Causas e consequências da violência no esporte brasileiro
Enviada em 24/03/2020
No dia 17 de dezembro de 2017, um incidente caótico foi observado pelos brasileiros no Maracanã, onde centenas de torcedores do Flamengo forçaram a entrada e acessaram o estádio, a maioria sem bilhetes, e transformaram o lugar em um verdadeiro caos, com pisoteamentos, agressões, vandalismo e até mesmo furto a um torcedor que havia sido atropelado nas imediações do lugar. Por mais pavoroso que pareça ser, episódios como esse podem ser testemunhados com certa frequência hodiernamente. Em função disso, é conveniente afirmar que o sentimento de pertencimento a torcidas organizadas e a impunidade para tais casos de violência contribuem não só para o agravo do problema, como também para a consequência mais perigosa dele: o aumento da mortalidade.

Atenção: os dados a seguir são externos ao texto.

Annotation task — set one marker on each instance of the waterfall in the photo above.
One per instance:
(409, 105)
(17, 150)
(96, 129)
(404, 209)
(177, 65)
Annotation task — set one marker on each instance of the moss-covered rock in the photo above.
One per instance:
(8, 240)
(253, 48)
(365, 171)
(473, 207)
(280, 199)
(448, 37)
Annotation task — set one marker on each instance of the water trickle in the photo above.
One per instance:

Primeiramente, é importante ressaltar que boa parte da violência presenciada entre os fãs de esportes provém também da fusão social do indivíduo em relação a torcida do time que ele compactua. Partindo dessa mesma hipótese, a revista científica Evolution and Human Behaviour fez uma pesquisa com mais de 400 torcedores brasileiros, dos quais cerca de 45% afirmaram pertencer a torcidas organizadas, comprovando assim, em partes, a tese anteriormente discutida. O indivíduo fusionado vê a ameaça ao grupo como uma ameaça a si mesmo, como afirma o neurocientista Tiago Bortolini, do Instituto D’Or de Pesquisa e Ensino. Portanto, esse sentimento, juntamento com o desajustamento social, contribuem para o aumento da violência.
Por conseguinte, é notável um número significativo de mortes relacionadas a esportes no país, e essa estatística assusta mais ainda quando pensa-se no real objetivo dos esportes como um todo, que deveria ser proporcionar lazer, evidenciando assim o contempto de autoridades diante desse assunto. Infelizmente, o Brasil é um dos países que mais sofre com essa consequência, tanto que em 2014, o país encerrou o ano como a nação que mais mata por causa de futebol em todo o planeta. Diante disso, o sociólogo Maurício Murad afirma que os vários casos de violência em estádios que nem sequer vão a público só evidenciam o baixo preparo da polícia, a impunidade e a baixíssima fiscalização, já que a maioria das mortes é por tiro.
Partindo do pressuposto, é mister a ação do Governo para a resolução do problema. Para conter a fusão social, urge que Federação Internacional de Futebol (FIFA) puna os times que apoiem a criação de torcidas organizadas, por meio de descontos de pontos, e que a mesma crie e divulgue campanhas que justifiquem as punições e apresentem os malefícios desses grupos, por meio de mídias sociais, para a conscientização da população. Só assim, será possível a criação de uma sociedade mais segura para os brasileiros, e assim, garantir o lazer dos fãs de esportes sem a necessidade de insegurança.